Как он изменился! Она почти не узнавала его, а в детстве он ей казался самым красивым мужчиной. Сегодня же от былой красоты и статности ничего не осталось: голубые глаза выцвели, руки изуродованы ревматизмом, волосы поредели…

— Я их не спрашиваю. Зачем? Последний раз доктор был здесь полгода назад. Давление тогда сильно подскочило…

— Почему ты не хочешь поехать в какой-нибудь санаторий подлечиться?

— Зачем? Не вижу в этом смысла. Я не собираюсь жить вечно. Мне пора думать о смерти…

— Не говори так! Если не думать о смерти, то она может забыть о тебе, — и добавила неуверенно. — Так мне всегда казалось…

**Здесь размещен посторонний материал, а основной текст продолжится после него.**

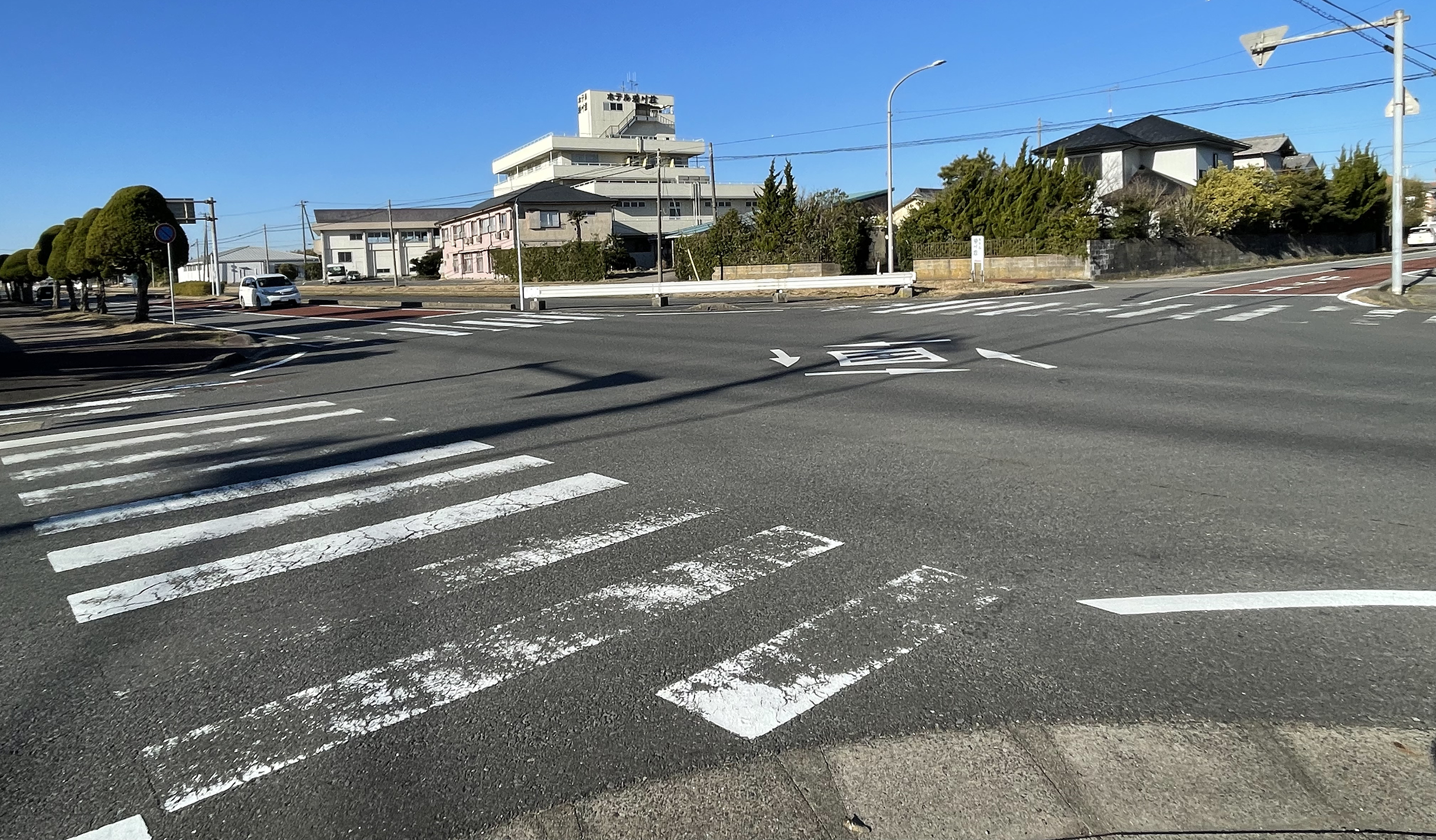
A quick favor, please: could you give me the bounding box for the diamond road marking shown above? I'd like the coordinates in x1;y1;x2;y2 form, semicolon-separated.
827;347;946;366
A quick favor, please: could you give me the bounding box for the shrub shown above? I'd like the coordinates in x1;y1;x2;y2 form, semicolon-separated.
491;243;607;283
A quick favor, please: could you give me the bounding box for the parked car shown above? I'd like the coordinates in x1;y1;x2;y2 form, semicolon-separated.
240;274;299;309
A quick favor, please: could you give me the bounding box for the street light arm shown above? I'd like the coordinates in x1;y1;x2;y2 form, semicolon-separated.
887;59;947;274
887;59;947;113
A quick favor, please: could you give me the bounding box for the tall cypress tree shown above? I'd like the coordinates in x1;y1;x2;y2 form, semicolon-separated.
44;217;80;311
84;185;190;323
66;207;106;314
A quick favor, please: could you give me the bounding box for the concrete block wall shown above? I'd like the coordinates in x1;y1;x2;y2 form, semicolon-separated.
1085;233;1380;280
711;263;843;280
912;254;1087;283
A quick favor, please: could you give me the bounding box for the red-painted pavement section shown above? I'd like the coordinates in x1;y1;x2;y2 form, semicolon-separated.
1199;257;1436;297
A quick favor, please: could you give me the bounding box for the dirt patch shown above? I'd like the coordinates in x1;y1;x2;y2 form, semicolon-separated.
1352;286;1436;311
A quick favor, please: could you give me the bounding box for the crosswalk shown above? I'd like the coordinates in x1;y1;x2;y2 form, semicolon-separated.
0;389;976;811
869;296;1436;326
393;311;623;337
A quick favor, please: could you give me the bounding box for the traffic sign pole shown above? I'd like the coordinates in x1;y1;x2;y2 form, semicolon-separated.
165;243;180;323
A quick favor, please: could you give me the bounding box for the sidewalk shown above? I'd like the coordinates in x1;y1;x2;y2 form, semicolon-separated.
0;304;254;405
471;721;1436;840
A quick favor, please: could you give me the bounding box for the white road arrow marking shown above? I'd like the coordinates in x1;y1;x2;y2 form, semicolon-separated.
973;347;1057;370
824;339;952;347
804;367;966;376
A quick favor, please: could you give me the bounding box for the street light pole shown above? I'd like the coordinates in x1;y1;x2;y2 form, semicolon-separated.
887;59;947;274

— Не забудет, дочка. Никого не забудет…

— Папа, что с тобой?

— Даже не знаю, что ответить тебе? — сняв очки, он принялся задумчиво их протирать. — Что со мной? Элементарная старость. Я ничего больше не жду от жизни. Вы приехали и хорошо. Перед смертью увидел вас… теперь умру спокойно…

— У тебя депрессия. Так можно и умереть.

— Я умер уже давно, только никто этого не заметил…

— Что тебя так подкосило? То, что онаот тебя ушла?

— Не знаю. К тому, что Наташа уйдет… я был готов. Даже не удивился…

Из комнаты послышалась электронная музыка.

— Настя, положи мой мобильный! Я тебе сколько раз говорила: не трогай мой мобильный! — закричала разъяренная Оксана.

— Мама, я недолго! Тут игра такая классная, — попросила Настя, продолжая играть.

— Я кому сказала? Выключи и отдай мне!

— Мамочка, я только доиграю и отдам. Немножко осталось, — законючила Настя.

Оксана подошла к ней и сказала:

— Я жду!

— Мамочка, пожалуйста, еще мину-у-уточку!

— Я что сказала? Дай его сюда, — мать попыталась отнять у дочери мобильный, та завизжала на весь дом.

— А-а-а-а!

— Ты можешь не кричать? Я скоро оглохну!

— Поскорей бы, — ответила Настя и захихикала.

— Ну как с ней разговаривать? Это не ребенок, это монстр какой-то!

— Ага! — согласилась Настя. — Годзила! Р-р-р-ы!! — гримасничая, изобразила годзилу.

— Почему ты меня всегда стараешься взбесить? — спросила Оксана, отобрав мобильник.